4 Tips for Transitioning into the Real World
by Aniya Wells
If you received a bachelor's or more advanced degree in the past five years, you've probably at some point experienced the post-university blues. Of course, any sort of life transition as big as going from college to the real world is tough. Compounding the situation, however, is that you've graduated during the worst economic recession in seventy-odd years. Talk about depressing! Even though I've been out of school and (barely) making it in the marketplace for almost three years now, part of me still can't shake the fact that life is not as carefree as it once was. Notwithstanding, there are definitely specific steps you can take to alleviate the growing pains. Here's what I did:
1. Keep in touch with old friends. Put some effort into making new ones.
Perhaps the most difficult part of the transition for me was having to say goodbye to many of my closest friends.

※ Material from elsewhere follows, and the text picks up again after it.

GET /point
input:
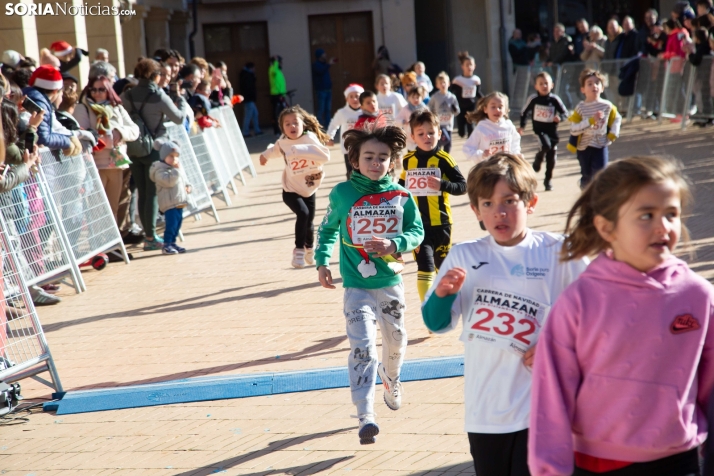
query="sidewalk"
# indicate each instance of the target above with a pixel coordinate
(233, 304)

It's a pretty common experience to meet your best friends in college, the ones you spent nearly all your time with living in a dorm room or off-campus apartment. All three of my besties left the city where we attended school, and I was left behind. I've never felt quite as lonely as I did the first 6 or 7 months after I finished school and started working. The fact of the matter is that it's difficult to make good friends after college. Universities are set up to encourage a vibrant social life, one that's difficult to come by once you're working. Whatever you do, keep in touch—via phone or Skype or actually going to visit in person—with your closest friends. But put yourself out there and make new ones. Join clubs, go to work happy hours, and strike up conversations whenever you can.
2. Continue learning, whether or not it's in a structured environment.

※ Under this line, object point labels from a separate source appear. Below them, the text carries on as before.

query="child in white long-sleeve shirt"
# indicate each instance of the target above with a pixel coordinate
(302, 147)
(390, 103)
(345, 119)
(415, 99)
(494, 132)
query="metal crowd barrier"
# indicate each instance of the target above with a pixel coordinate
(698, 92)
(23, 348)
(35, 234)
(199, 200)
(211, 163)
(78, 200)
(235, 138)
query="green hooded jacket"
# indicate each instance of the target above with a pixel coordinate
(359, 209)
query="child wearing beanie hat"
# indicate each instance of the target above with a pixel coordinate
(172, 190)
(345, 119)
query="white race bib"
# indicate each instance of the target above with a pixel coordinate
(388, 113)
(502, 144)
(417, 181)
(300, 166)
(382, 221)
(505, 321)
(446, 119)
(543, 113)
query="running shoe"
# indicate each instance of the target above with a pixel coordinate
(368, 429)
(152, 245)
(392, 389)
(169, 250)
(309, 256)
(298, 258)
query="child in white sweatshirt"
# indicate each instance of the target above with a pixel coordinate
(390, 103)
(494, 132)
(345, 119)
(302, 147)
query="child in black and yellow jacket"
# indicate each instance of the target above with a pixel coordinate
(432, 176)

Another problem that affects many students-turn-young-professionals is that you're pulled out of an environment in which you're constantly challenging your intellect, and you're thrown into a world of office desks, television, and tedium. You simply just aren't learning as much or as often as you did in school. But learning doesn't have to occur only in school. Take a continuing education class at a local learning center. Read all the books you were dying to read if only you had time after reading your course materials. Take music lessons! Study a new language! Do whatever you can to keep learning.
3. Don't worry if your career is not where you want it to be. Everyone your age is in the same boat.

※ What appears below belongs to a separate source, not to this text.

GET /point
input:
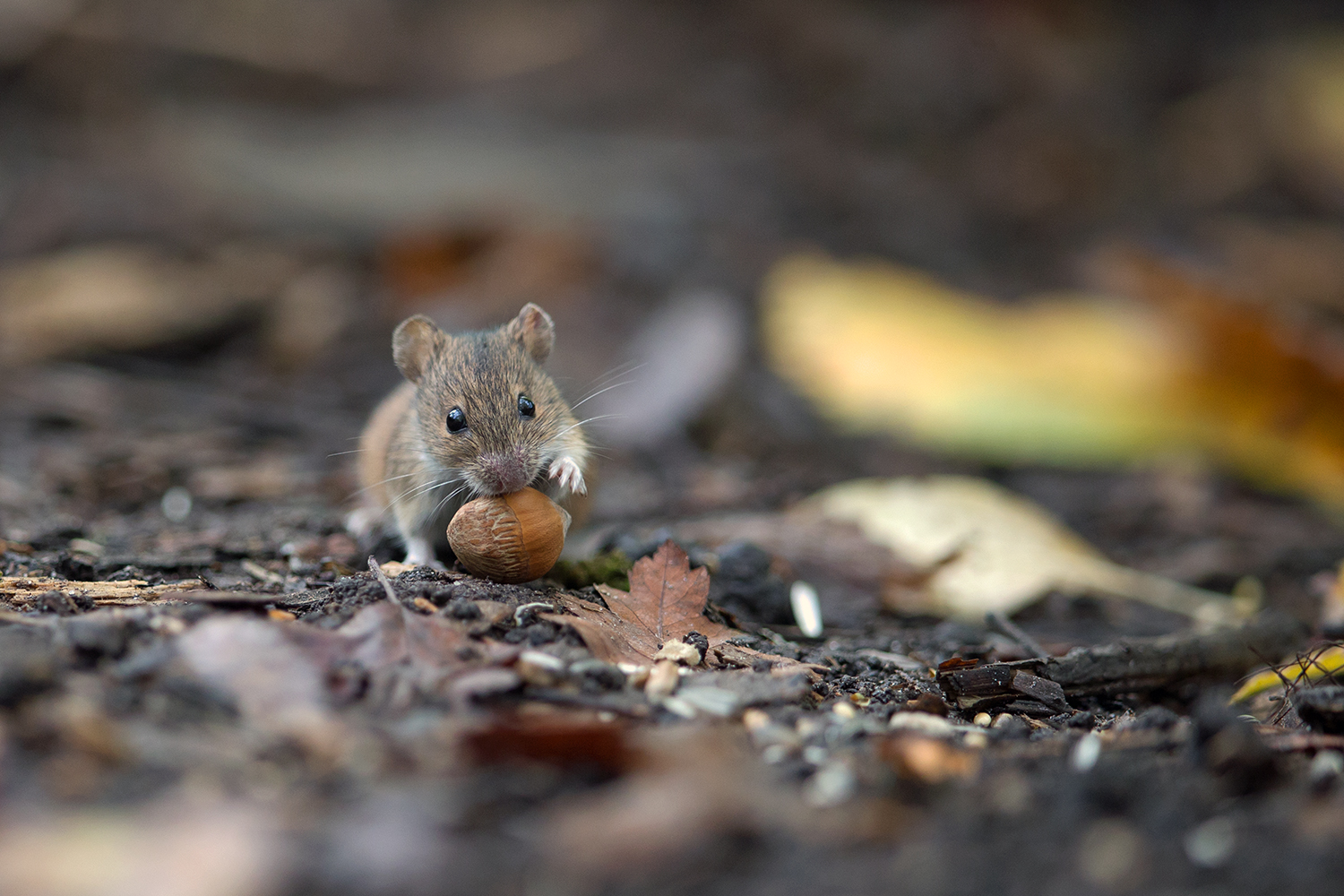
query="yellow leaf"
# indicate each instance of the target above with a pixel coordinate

If you've been lucky enough to find employment, it's likely that what you have isn't anywhere near your "dream job," and that might be getting you down. Reality check—no one your age has her "dream job." Even those who are older don't have their dream jobs, since the "dream job" is really a myth. Every job has its plusses and minuses. You aren't as stuck as you think you are, and doing as well as you can in a job that isn't the best will help you as you look for more rewarding work a few years down the line.
4. Enjoy and stress the freedom that a post-academic life affords.
I'm sure there were times in school when you wished that you were a working adult. Hold on to those instances and realize that, without term papers, tests, and college drama hanging over your head, your evenings and weekends are free. Embrace this freedom and be glad you don't have an impossible deadline looming on the horizon.
All-in-all, the "real world" isn't terribly exciting. But if you decide to make it exciting, if you decide to "think big, but relish the small pleasures," as someone important once said, then you'll learn to love your life post-college. Good luck!